Reform Medicare: Medicare spending is the largest factor pushing the budget into crisis. Even the most conservative estimates suggest that Medicare faces unfunded future liabilities of more than $42 trillion. Other estimates warn that future liabilities could top $88 trillion. Raising premiums and increasing cost-sharing would save$330 billion. That’s a good start, but policymakers should go further and restructure the program by directing payments to enrollees, not insurers or providers. That would generate greater choice, spur innovation, improve access to care, and generate even greater savings beyond the ten-year budget window.

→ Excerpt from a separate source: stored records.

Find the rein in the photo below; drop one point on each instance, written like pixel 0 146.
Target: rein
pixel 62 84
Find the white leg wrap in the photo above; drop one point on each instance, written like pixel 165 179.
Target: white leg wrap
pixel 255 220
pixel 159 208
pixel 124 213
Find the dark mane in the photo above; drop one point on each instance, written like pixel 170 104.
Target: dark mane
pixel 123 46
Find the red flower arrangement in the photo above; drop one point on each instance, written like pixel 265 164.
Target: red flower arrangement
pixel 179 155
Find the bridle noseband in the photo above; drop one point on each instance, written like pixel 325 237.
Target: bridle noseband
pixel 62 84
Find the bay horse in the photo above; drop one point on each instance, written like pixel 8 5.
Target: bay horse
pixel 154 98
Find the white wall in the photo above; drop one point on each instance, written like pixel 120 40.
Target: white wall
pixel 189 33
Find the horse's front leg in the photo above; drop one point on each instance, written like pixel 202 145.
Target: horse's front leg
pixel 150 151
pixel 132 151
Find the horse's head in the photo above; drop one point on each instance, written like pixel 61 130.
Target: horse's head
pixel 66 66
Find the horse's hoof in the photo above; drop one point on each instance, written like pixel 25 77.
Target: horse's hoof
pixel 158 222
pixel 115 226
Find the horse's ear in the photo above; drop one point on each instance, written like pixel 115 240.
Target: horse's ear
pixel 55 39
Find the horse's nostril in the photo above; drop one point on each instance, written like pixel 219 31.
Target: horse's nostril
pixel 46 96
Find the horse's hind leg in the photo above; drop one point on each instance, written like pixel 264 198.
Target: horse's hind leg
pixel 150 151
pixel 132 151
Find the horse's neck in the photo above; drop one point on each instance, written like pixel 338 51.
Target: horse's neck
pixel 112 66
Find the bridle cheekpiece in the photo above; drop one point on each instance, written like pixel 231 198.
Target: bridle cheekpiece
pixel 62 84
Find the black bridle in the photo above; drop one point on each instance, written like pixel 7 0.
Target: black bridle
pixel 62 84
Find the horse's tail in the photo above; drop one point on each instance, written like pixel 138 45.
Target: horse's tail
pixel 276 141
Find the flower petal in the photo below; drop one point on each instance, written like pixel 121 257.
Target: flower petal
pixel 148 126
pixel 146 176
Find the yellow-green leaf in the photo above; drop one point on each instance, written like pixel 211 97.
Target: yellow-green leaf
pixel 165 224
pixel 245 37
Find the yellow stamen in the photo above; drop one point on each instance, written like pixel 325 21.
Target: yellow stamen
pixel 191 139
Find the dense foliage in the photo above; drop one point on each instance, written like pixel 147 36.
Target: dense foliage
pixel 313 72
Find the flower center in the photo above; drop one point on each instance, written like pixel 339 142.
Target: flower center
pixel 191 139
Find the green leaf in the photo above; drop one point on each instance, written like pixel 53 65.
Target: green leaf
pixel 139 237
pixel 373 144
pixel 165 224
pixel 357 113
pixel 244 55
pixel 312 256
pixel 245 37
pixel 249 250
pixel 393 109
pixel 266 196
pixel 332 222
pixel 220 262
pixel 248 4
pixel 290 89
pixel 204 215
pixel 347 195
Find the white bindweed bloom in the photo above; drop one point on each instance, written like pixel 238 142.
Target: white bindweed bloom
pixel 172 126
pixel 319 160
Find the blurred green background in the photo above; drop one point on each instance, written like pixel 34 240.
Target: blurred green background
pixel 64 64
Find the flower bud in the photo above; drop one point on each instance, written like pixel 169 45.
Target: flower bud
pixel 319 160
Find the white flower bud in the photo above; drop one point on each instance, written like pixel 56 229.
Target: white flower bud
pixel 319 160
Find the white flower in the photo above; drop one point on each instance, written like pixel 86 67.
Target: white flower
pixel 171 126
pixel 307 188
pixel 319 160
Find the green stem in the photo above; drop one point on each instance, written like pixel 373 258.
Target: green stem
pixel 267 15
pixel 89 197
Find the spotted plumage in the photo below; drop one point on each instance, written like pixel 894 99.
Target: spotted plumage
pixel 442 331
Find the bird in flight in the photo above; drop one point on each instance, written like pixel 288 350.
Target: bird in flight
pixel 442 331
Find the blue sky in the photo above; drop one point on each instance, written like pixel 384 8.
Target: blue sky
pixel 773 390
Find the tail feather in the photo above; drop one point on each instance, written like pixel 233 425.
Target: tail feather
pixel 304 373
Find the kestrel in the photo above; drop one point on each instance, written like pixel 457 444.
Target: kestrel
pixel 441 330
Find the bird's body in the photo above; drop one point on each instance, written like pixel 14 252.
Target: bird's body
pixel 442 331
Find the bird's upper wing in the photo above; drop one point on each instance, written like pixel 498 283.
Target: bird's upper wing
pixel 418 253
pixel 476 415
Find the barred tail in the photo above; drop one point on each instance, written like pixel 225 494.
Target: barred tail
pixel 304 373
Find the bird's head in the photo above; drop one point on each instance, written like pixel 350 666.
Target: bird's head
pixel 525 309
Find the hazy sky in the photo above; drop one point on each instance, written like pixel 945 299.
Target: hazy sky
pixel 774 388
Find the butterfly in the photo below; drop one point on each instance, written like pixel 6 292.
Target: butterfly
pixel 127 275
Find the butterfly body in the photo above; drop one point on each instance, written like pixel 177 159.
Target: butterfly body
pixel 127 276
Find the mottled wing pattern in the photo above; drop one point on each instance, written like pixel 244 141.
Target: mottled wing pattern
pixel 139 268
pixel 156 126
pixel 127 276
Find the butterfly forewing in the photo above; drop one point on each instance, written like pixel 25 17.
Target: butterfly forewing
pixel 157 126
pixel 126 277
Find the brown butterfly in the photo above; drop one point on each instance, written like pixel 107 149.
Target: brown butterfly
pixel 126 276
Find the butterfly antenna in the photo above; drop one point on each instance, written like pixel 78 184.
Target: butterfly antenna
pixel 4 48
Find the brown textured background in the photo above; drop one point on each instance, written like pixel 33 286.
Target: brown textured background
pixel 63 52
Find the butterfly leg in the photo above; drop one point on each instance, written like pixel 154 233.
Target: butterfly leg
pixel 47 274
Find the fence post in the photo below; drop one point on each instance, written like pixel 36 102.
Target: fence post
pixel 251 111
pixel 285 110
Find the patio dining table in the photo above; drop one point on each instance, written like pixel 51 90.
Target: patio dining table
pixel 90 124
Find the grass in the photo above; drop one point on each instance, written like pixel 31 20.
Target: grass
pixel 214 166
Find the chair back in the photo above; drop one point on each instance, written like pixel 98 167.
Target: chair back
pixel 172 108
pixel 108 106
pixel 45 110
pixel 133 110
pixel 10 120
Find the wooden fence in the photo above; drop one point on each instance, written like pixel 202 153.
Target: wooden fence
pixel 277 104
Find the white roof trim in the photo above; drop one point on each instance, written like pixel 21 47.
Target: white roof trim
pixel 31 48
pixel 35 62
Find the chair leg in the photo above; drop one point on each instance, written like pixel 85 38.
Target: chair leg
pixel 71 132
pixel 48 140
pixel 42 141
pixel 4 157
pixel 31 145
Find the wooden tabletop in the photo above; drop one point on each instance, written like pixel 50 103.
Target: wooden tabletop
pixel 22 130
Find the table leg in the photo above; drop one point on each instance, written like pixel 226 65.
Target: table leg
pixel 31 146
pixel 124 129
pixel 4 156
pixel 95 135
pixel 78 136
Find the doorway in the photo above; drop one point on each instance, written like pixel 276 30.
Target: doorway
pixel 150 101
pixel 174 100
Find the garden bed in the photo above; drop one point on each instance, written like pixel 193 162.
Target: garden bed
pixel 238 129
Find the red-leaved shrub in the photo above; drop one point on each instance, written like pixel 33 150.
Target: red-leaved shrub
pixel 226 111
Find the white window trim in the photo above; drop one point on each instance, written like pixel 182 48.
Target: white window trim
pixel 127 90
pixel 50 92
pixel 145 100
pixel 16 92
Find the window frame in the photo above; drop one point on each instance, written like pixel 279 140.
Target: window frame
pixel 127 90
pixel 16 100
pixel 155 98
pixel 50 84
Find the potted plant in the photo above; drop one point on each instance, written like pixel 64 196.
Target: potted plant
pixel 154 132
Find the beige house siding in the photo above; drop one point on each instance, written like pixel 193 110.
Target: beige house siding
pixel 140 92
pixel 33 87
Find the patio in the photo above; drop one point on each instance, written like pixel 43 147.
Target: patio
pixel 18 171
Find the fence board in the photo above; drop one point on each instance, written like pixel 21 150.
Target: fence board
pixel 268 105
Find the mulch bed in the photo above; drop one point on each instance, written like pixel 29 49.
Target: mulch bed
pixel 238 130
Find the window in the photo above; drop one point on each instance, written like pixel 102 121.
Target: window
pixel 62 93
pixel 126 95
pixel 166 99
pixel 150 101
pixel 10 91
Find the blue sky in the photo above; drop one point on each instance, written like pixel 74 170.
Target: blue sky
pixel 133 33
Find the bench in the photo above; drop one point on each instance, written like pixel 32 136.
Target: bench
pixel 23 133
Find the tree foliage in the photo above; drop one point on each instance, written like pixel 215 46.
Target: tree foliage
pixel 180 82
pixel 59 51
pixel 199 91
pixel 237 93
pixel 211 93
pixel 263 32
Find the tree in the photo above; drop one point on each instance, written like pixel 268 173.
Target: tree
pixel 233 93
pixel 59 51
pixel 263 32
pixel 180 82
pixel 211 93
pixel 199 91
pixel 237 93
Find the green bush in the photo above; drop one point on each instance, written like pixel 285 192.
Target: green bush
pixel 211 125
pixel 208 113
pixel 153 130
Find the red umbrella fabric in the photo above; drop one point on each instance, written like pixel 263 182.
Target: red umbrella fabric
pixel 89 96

Block-Grant Medicaid: Given the enormous problems facing Medicare, it is easy to ignore those of Medicaid, the government’s second-largest health-care program. Yet Medicaid’s finances are nearly as bad, adding to the federal deficit today, with huge shortfalls looming on the horizon. And, unlike Medicare, Medicaid is also an increasing burden for state budgets. Instead of the current open-ended matching grants that have spurred overspending at both the federal and state levels, Congress should give each state a fixed amount of funding and free them to experiment with better ways of providing care for the needy. Limiting the block grants’ growth to 5 percent a year would save $760 billion.
As of this month, our national debt tops $17.1 trillion. The time has long since passed for Congress to get serious about cutting spending. That means we must be willing to cut “our” spending as well as “their” spending. The cuts we recommend will almost certainly arouse the ire of powerful interests and constituencies. Others may legitimately have better ideas for what and how to cut. But in the end, the only way to reduce the size, cost, and intrusiveness of government is to cut spending. And the only way to cut spending … is to cut spending.